This amazing eagle eye camera will blow your mind
02-15-2017

This amazing eagle eye camera will blow your mind

If someone has amazing vision, we nickname them Eagle Eye. High-flying predators such as the eagle have become synonymous with sharp eyesight that allows them to center in on prey before they swoop in for the kill. For the eagle, killer vision is a matter of survival.

What if we were able to create a camera with eagle-eye imaging – and one that’s as small as a penny, to boot? It’s no longer a “what if,” as scientists have already done it.

Introducing the amazingly tiny 3-D printed camera! It’s so tiny, in fact, that it’s actually printed onto a minuscule chip.  It’s the first time 3-D printing has been used to create a complex imaging system on a chip. The camera, which could fit on a fingertip, has a 3-D printed lens.

How would anyone use such a teensy camera? Well, yes, you could probably ask to have it surgically implanted in your eyeball and go around recording everyone like some kind of android James Bond, but realistically, it was created for less creepy purposes. Designers of the camera intend for it to be used for endoscopy procedures, optical sensors, and surveillance drones.
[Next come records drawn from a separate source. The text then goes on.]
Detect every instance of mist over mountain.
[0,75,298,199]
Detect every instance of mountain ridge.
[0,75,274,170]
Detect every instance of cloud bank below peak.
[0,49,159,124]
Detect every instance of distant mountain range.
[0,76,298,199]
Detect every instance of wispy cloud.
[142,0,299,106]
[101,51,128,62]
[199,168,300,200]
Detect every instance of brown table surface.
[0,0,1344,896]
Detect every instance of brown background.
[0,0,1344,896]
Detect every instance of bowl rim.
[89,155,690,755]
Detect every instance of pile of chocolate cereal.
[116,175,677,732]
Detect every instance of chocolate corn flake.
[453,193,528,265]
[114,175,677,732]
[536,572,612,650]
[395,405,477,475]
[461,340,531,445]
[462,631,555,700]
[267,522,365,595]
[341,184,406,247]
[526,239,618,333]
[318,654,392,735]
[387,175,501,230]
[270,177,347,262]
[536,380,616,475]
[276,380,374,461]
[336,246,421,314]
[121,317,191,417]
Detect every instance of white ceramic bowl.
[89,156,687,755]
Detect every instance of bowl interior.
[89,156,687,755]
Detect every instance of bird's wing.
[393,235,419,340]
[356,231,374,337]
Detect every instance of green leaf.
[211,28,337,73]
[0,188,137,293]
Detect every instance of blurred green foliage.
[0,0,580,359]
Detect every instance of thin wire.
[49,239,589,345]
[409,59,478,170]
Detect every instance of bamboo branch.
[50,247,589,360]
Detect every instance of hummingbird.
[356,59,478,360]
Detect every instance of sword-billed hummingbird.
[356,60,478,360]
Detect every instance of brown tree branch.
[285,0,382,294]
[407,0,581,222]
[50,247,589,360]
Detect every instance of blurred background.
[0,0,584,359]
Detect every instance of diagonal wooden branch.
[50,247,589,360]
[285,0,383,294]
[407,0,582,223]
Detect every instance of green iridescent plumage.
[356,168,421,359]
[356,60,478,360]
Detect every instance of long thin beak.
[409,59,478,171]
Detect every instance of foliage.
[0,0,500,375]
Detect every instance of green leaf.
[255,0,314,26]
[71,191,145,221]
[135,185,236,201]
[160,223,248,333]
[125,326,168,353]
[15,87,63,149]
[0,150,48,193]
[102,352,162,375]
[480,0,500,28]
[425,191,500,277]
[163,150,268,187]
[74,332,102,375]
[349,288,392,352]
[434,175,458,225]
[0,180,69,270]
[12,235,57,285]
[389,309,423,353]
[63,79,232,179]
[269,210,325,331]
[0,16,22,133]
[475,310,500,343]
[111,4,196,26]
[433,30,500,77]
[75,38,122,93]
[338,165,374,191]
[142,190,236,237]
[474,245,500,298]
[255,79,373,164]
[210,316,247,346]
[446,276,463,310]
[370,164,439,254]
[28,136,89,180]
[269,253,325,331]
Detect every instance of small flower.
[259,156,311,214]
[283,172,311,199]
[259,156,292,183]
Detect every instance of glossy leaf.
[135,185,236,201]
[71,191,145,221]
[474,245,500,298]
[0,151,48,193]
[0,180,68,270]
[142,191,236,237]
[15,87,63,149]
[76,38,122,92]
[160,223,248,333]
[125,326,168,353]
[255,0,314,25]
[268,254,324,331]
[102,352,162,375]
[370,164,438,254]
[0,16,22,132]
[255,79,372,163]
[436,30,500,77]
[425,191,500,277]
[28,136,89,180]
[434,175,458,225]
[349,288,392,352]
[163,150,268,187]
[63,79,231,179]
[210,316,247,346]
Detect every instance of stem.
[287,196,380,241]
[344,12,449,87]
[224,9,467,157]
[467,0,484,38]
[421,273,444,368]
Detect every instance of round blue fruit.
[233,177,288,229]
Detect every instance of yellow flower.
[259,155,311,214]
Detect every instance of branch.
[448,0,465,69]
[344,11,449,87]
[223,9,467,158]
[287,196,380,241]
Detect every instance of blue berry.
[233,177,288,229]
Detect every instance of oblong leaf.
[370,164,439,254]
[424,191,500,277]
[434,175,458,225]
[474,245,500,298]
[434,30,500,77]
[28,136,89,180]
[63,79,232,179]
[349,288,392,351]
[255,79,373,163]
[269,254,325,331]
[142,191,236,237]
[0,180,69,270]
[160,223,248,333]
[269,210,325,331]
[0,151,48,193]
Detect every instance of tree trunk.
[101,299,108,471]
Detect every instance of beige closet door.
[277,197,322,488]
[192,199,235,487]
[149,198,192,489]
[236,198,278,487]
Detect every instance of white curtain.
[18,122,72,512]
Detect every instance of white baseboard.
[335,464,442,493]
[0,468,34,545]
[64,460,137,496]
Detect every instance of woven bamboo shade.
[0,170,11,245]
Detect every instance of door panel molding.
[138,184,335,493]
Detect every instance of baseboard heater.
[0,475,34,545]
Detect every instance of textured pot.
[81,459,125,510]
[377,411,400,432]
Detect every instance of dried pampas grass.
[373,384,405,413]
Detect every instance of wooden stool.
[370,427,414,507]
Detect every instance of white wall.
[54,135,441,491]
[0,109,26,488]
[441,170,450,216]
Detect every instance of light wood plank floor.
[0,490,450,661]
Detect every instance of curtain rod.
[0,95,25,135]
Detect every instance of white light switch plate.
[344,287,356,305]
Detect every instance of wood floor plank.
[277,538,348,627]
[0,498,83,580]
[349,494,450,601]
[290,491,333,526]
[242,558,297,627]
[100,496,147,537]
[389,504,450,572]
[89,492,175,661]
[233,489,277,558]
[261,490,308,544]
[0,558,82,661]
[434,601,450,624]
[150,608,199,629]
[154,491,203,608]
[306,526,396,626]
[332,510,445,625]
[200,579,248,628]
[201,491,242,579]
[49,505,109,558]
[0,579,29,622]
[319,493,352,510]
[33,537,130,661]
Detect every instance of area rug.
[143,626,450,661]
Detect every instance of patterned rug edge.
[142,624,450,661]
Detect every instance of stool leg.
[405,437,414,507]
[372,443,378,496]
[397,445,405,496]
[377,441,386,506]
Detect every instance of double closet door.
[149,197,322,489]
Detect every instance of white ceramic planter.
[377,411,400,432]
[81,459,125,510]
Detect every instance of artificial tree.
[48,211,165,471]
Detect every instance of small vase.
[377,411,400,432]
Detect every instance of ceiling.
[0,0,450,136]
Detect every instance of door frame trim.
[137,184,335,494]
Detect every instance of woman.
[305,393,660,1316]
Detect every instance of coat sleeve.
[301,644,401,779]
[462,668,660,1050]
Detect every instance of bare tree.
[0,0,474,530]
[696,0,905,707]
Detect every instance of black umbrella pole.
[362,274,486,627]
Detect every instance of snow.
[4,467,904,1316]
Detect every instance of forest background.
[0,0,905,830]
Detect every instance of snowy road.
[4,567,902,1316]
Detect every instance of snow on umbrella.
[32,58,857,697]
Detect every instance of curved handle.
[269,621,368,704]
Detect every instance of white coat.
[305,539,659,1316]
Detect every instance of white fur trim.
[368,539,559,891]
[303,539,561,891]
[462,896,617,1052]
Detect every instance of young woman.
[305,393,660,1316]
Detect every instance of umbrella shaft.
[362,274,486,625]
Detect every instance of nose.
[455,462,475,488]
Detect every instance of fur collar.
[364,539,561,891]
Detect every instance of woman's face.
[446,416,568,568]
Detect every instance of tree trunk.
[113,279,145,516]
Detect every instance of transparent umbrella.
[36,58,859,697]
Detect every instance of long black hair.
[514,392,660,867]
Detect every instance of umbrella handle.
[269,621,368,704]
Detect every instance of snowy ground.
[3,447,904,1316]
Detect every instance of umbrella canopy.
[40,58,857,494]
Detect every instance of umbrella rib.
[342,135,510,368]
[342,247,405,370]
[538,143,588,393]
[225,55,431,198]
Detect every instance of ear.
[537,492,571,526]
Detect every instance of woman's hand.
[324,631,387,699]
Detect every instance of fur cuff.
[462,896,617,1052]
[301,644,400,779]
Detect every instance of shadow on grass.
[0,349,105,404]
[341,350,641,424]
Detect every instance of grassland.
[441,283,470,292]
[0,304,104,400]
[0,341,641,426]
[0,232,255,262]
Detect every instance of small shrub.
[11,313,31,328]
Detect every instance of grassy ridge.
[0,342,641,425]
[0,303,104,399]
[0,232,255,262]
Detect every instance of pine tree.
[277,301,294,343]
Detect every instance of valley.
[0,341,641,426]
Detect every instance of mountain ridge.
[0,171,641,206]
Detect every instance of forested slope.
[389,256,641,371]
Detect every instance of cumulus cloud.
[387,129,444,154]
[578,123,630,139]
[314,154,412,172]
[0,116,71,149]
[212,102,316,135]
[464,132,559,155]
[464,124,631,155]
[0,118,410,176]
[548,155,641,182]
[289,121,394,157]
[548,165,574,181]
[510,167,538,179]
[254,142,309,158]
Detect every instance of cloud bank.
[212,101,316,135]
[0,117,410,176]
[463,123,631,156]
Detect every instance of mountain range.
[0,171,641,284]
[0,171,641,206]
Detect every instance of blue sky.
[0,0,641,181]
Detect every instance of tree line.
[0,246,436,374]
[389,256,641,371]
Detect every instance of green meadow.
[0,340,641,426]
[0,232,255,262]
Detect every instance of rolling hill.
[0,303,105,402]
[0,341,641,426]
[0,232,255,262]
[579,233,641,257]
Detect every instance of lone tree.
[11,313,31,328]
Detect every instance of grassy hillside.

(Yes, the last one is a bit James Bond-y. However, it’s not as creepy as the bionic eye camera suggestion.)

The thing that makes this eagle eye camera better than those currently available is (in addition to its awesomely tiny size) is that it uses “forveated imaging.” This is named after the fovea area inside the eye. It allows us to focus on details in a central area when we look at around, as we don’t typically need equal focus across our entire field of vision.

The camera created by Simon Thiele and his team at the University of Stuttgart has four different printed lenses that have focal lengths ranging from 20 degrees to 70 degrees. When images taken by the lenses are combined, they create a “foveated image” with high-resolution detail in the center. An article describing the new camera was published in the journal Science Advances.

While this technology won’t change the way we take selfies anytime soon, it will be a real help in the medical and security communities.